Solving a Tricky Integral: 0 to $\pi/4$

[G01]

\int_0^{\pi/4} \frac{x\sin(x)}{cos^3(x)}dx

I thought I could do this integral by parts but I keep getting it wrong and I can't find my mistake.

\int_0^{\pi/4} x\tan(x)\sec^2(x) dx

let u = xtanx , dv = sec^2x dx

du = xsec^2x+tanx , v = tanx

x\tan^2(x)|_0^{\pi/4} - \int_0^{\pi/4} x\tan(x)\sec^2(x) dx - \int_0^{\pi/4} \tan^2(x) dx

so:

\int_0^{\pi/4} x\tan(x)\sec^2(x) dx = \frac{x\tan^2(x)|_0^{\pi/4} - \int_0^{\pi/4} \tan^2(x) dx}{2}

x\tan^2(x)|_0^{\pi/4} - x|_0^{\pi/4} + \tan(x)|_0^{\pi/4}

This evaluates out to 1 but that's not the answer.

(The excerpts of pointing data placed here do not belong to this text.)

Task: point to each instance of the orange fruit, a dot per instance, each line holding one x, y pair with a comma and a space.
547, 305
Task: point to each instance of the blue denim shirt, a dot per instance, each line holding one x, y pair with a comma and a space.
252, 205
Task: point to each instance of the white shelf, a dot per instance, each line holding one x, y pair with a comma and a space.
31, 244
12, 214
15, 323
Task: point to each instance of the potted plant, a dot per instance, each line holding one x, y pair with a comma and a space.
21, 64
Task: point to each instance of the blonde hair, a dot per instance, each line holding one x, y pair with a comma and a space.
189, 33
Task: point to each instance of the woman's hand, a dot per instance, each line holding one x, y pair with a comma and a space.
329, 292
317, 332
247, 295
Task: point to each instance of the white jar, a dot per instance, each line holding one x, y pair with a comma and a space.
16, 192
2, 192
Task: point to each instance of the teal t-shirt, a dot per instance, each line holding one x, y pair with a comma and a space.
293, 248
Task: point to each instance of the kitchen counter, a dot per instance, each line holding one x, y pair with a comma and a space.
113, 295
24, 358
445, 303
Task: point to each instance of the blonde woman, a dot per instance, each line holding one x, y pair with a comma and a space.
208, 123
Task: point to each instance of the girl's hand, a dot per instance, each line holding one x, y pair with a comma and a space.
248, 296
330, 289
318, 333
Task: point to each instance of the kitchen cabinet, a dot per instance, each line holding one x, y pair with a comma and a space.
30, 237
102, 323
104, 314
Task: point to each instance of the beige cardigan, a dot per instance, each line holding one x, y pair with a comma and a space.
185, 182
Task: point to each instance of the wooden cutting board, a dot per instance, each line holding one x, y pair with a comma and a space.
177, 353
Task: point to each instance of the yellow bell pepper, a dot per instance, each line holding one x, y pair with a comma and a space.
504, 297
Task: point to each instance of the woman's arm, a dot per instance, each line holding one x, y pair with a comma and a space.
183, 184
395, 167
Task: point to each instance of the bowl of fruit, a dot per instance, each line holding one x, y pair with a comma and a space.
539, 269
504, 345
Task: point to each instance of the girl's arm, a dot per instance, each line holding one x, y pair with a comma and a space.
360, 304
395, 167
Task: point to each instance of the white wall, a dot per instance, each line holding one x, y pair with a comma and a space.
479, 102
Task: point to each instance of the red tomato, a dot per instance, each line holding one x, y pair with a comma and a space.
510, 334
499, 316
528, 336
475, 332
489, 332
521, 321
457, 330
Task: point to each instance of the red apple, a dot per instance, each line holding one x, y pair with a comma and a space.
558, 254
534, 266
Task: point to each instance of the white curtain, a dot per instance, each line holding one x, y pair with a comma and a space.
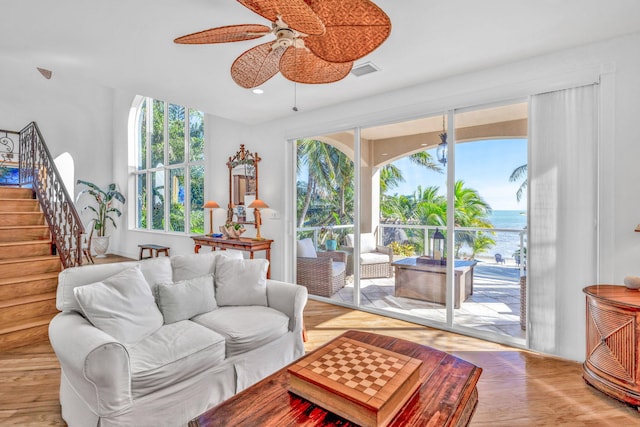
563, 192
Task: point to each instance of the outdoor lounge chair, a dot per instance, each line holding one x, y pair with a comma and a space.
375, 260
322, 273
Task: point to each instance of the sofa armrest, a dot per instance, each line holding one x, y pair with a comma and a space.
337, 256
385, 250
289, 299
93, 362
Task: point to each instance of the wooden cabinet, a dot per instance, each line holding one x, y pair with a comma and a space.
612, 362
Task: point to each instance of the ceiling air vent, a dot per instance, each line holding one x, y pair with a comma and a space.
366, 68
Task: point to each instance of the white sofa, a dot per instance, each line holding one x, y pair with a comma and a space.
165, 371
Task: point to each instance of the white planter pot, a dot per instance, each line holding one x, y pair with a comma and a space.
100, 246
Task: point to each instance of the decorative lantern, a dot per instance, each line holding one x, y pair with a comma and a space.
438, 247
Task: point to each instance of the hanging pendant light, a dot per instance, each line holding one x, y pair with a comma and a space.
441, 152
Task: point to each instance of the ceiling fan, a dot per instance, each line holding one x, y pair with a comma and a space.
316, 40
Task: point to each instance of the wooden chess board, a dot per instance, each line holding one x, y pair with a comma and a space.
360, 382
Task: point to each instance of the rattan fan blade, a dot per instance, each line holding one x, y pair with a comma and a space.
301, 66
295, 13
353, 29
230, 33
256, 66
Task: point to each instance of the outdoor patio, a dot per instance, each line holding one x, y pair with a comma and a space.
494, 305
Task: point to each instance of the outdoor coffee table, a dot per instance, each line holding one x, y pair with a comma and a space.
447, 395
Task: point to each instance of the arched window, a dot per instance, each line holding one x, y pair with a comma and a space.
169, 160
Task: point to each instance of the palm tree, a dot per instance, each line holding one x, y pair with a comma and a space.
520, 173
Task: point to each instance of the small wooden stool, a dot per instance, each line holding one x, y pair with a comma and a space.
151, 249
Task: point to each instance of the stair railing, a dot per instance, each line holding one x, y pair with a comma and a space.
38, 169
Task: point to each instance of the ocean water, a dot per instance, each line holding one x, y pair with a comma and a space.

Thank you for your help.

 

[0rthodontist]

Let u = x, dv = tan x sec^2 x. You can integrate the second by substitution, and the x will drop out by differentiation.

Your error is in the last step, where you have -x + tan x. It should be tan x - x. Also you forgot to divide by 2.

 

[G01]

thanks alot